Things My Girlfriend and I Have Argued About – Mil Millington, 2002.

A few years ago (it may have been due to the wonderful NTK Now) I stumbled across the Things My Girlfriend and I Have Argued About website and spent at least a few hours there, laughing at the hysterical essays and enthralled by the story about the Mail on Sunday stealing Millington’s stuff. So when I heard that TMGAIHAA was being turned into a book, my ears perked up. Not just a book of essays–a novel. Hmmmm….that didn’t sound good, but I saw some positive reviews and I ordered it for the library. And it’s fantastic! It’s got the comedy of the website wrapped around a great plot–it holds together brilliantly, and in that way reminds me of Big Trouble, Dave Barry’s first novel (which was astonishingly good, way better than anyone could have expected).

Clearly the basics are the same as the (suppposed) non-fiction Millington writes for the website; Mil has become Pel, his German girlfriend Margret has become Ursula but preserved her insanely quarrelsome nature, they have two kids, and a lot of the humor revolves around Mil/Pel’s bemused reactions to the nuts surrounding him. But he also steps up to the level of satire, particularly about workplace issues and academics (Pel works in a university library’s computer center, although alas there wasn’t enough library detail for me). One of the highlights is when Pel has to lead an all-day retreat for dozens of co-workers, having completely forgotten about it until that morning.

[officious manager Bernard]: “…because we’re going on it today. Now.”

“Oh shit.”

“You do have it all organized, don’t you? I have asked a couple of times before and you’ve said…”

“No, it’s all sorted.”

“You’re sure?”

“Yes, what’s the…Oh, I see–the ‘Oh shit’ thing. Internet slang; it means ‘Oh, shit.'” Unable to repeat the words with anything but the same inflection of sagging hopelessness, I did add two thumbs-up signs as I said it this time. “You know, like ‘Let’s go.'” I did the thumbs-up signs again. Bernard nodded. I could see he wanted to find this convincing, he really wanted to. “Oh shit,” I said with thumbs one more time.

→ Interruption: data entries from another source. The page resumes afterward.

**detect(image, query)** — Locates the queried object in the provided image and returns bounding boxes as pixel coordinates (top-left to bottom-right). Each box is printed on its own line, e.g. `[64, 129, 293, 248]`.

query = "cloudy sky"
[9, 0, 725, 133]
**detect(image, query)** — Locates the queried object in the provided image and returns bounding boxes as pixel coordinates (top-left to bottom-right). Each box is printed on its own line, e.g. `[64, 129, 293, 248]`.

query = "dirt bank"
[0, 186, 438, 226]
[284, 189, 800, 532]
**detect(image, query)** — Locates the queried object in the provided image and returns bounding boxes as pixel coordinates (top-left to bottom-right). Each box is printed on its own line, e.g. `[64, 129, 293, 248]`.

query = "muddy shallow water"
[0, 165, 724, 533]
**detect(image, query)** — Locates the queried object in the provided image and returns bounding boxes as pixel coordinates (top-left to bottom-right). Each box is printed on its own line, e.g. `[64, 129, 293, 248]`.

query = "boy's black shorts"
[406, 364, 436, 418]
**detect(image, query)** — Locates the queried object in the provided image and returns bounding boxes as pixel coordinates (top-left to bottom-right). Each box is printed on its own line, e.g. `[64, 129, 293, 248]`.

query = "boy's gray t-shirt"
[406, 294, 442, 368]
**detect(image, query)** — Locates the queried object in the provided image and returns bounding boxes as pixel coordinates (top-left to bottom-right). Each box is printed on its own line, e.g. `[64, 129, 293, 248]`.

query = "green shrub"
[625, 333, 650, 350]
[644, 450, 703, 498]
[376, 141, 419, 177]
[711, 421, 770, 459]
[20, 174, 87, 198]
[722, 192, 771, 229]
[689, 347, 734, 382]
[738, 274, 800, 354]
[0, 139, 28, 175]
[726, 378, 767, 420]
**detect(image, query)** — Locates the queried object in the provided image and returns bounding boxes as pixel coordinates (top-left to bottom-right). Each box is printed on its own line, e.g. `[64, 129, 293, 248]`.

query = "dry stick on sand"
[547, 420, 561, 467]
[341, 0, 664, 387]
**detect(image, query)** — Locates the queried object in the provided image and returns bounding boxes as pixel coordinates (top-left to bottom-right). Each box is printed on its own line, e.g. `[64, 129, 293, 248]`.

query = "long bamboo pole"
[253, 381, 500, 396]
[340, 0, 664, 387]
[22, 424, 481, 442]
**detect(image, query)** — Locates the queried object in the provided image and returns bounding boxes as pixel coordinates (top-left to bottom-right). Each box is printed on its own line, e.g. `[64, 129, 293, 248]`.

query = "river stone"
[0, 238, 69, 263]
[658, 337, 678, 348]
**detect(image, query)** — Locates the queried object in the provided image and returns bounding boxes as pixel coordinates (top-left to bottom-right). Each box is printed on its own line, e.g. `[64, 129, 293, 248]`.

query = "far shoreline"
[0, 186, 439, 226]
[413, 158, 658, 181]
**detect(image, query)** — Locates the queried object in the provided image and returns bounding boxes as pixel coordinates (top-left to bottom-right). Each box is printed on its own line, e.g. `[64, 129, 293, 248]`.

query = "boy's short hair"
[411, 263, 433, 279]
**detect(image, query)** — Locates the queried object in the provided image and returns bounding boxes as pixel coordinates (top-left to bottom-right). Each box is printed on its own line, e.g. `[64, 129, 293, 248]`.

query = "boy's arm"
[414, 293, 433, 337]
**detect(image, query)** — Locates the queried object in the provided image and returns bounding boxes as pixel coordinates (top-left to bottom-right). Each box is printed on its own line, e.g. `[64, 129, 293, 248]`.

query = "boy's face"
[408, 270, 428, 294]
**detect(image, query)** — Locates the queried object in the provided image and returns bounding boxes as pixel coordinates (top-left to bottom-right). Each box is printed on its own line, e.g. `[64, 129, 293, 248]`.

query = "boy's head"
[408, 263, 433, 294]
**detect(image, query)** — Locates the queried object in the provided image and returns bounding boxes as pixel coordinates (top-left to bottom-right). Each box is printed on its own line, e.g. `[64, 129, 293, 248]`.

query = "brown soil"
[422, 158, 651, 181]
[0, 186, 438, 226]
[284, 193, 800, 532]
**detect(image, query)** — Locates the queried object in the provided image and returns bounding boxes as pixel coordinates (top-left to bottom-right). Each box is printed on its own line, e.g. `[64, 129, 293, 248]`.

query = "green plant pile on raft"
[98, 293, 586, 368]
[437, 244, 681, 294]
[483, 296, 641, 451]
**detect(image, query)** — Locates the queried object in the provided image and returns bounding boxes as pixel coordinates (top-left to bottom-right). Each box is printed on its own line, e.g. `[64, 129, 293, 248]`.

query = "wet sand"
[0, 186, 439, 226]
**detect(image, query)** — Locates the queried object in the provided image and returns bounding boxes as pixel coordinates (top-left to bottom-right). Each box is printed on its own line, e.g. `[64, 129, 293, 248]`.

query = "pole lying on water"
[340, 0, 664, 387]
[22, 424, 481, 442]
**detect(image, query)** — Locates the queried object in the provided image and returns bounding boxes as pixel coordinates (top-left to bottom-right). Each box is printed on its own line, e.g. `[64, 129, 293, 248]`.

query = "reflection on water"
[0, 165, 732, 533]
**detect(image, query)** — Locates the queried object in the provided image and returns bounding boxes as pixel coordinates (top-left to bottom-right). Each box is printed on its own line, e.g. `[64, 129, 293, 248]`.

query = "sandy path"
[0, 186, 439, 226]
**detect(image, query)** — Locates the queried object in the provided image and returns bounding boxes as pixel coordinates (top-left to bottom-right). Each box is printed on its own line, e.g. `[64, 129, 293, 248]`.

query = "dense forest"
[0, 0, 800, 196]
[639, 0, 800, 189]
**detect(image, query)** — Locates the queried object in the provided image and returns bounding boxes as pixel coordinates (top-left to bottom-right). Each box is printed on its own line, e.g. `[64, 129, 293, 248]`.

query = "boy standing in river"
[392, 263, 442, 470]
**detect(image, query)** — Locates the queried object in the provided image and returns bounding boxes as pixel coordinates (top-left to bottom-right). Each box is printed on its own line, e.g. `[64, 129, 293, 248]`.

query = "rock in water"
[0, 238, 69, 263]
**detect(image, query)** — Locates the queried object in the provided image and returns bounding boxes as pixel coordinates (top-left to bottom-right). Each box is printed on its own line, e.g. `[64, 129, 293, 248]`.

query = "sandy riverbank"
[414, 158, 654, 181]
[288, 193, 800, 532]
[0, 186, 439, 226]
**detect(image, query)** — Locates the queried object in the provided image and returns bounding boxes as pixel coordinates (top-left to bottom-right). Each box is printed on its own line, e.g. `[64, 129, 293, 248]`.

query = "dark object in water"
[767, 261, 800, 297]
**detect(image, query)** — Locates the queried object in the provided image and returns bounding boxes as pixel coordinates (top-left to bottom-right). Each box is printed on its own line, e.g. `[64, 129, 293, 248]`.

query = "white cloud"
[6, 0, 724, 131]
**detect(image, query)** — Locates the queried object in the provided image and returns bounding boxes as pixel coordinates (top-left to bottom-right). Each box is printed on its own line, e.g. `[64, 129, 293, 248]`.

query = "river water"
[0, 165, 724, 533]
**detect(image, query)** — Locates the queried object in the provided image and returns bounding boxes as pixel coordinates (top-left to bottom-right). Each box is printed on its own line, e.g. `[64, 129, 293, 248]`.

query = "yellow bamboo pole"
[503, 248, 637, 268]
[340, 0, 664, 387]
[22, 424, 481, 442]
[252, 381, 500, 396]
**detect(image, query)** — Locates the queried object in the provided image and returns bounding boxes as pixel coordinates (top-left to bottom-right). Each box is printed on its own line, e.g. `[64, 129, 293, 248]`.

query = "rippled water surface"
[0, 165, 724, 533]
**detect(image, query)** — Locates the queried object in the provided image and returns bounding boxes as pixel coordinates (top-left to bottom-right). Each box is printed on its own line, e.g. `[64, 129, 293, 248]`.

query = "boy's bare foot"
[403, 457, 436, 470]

“I’ve never heard that before,” said Bernard.

“It’s a recent thing.”

The job problems and trouble he gets into with Ursula are just as nail-biting as the main plot, which involves a boss who’s disappeared (Pel has to take over his position, which is where the retreat assignment came from), Chinese gangsters, illegal construction, and missing money. Well-written, well-paced, brilliant dialogue, and laughs on every page–this is an amazing first novel.